R. H. Crabtree writes in The Organometallic Chemistry of the Transition Metals (p 145, 6th ed.) that
$\ce{CO2}$ is linear in the free state but bent [...] in the first excited state...
Why is this so? (The context refers to an electronically excited state.)
This effect is the so-called Renner–Teller effect and is a consequence of a coupling between vibrational and electronic motion and thus a breakdown of the Born–Oppenheimer approximation. You might be familiar with the Jahn–Teller effect which is related to the Renner–Teller effect. In degenerate states of linear molecules with three or more atoms, the total energy of the molecule can be reduced by bending the molecule. Consider a three atomic linear molecule in a degenerate state (such as $\ce{CO2}$ in its excited $\Pi$ state). When the molecule bents, the degeneracy is lifted as it can bend in the $x$ or $y$ direction. Because of symmetry requirements, the potential has to be an even function of the bending coordinate. Ignoring the lifting of the degeneracy we may approximate the zero-order potential with a Taylor expansion as
$$ V^0=ar^2+br^4+\cdots, $$ where $r$ is the bending coordinate and $a$ and $b$ are constants describing the potential ignoring the vibronic interaction.
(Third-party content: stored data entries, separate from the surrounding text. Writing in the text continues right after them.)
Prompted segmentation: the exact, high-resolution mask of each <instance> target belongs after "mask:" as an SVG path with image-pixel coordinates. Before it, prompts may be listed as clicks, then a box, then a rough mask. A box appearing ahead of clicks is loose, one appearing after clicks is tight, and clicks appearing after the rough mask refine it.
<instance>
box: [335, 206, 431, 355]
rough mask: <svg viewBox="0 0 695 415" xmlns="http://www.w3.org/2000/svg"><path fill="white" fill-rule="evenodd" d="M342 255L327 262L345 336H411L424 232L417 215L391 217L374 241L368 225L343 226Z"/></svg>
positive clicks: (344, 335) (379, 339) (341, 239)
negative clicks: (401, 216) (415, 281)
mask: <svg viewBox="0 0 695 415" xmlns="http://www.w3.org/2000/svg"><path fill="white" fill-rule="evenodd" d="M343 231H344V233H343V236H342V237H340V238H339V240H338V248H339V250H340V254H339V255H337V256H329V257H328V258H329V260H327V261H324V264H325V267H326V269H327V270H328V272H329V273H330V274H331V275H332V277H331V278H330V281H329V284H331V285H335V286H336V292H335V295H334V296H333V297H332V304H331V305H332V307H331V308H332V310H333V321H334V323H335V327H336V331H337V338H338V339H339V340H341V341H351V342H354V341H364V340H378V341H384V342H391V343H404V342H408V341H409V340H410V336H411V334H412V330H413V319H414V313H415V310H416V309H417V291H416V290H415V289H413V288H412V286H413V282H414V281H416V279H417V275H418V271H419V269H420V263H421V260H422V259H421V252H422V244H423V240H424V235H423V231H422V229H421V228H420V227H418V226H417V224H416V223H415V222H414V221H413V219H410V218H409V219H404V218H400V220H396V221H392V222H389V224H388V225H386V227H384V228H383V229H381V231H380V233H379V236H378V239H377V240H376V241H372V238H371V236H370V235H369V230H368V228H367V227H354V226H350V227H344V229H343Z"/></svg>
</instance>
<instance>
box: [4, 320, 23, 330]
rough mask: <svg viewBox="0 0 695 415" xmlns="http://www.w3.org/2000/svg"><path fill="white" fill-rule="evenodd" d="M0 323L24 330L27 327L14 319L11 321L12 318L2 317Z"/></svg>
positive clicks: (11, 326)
When we do consider the vibronic interaction, the degenerate potential splits in two, but the splitting must still be an even function of $r$.
$$ \Delta V=\alpha r^2 + \beta r^4 + \cdots $$
If the interaction is so large that $a<\alpha/2$, the potential will not have its minimum at $r=0$, but will have two minima at $\pm r_e$ and the molecule has a lower energy when it is bent.
See also Herzberg Vol 3, p 26.